As mentioned earlier, if the animal is protected by CITES, offenders found without a CITES permit can be fined up to $50,000 per specimen (up to $500,000 in total), and/or be jailed for up to 2 years.
8. Sugar Glider Singapore
Now, this is not a common name for many. Here’s how it looks like:
You will be surprised to know that a Singaporean father-and-son pair tried smuggling 3 sugar gliders into Singapore in August 2015 but to no avail. The duo was sentenced to 3 and 2 months’ jail respectively in October that same year.
In other words, no sugar glider in Singapore even if they look too cute to ignore.
Now, don’t look at me like that. There are humans who are obsessed with snakes as pets.
You might want to question that dubious looking box your child keeps now. Just saying.
10. Crocodilian Reptiles
And as if snakes weren’t frightful enough, there are people who keep crocodiles as pets. Here’s Moses’ baby spectacled caiman that he bought for $800.
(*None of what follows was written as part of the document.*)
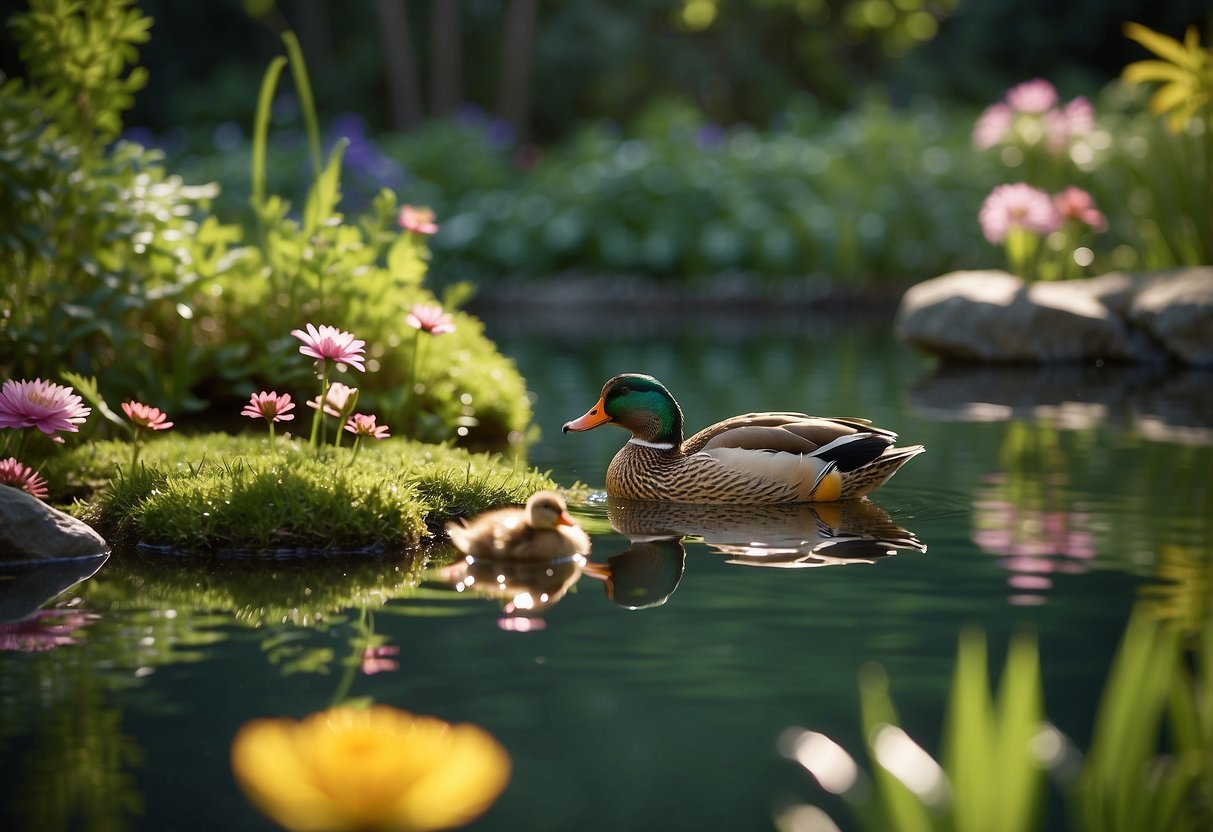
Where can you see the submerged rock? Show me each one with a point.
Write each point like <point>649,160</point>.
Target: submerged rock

The spectacled caiman (Caiman Crocodilus), also known as the white caiman or common caiman, is a crocodilian reptile found in much of Central and South America.
Caimans eat a variety of invertebrates such as insects and crustaceans. Larger caimans eat fish and water snails. And you might not like this: Older animals are capable of taking larger preys like wild pigs.
Damn, reminds me of the Demogorgon who ate Dustin’s cat. Ewww.
So there you go, animals besides non-HDB approved dogs that cannot be kept in an HDB flat.
Anyway, the penalty for keeping an illegal animal can be severe. You can contact AVA at 6805 2992 if you are not sure what animals can be kept as pets.
Also, if you have not licensed your dog, do get it done soonest possible.
You will NOT be penalized if you just found out about the regulation and is in the process of applying for one. But, in the event where AVA inspectors discover that you are keeping an unlicensed dog, you will be issued a composition fine.
Finally, I urge you to leave our wild animals where they’re supposed to be. Ciao!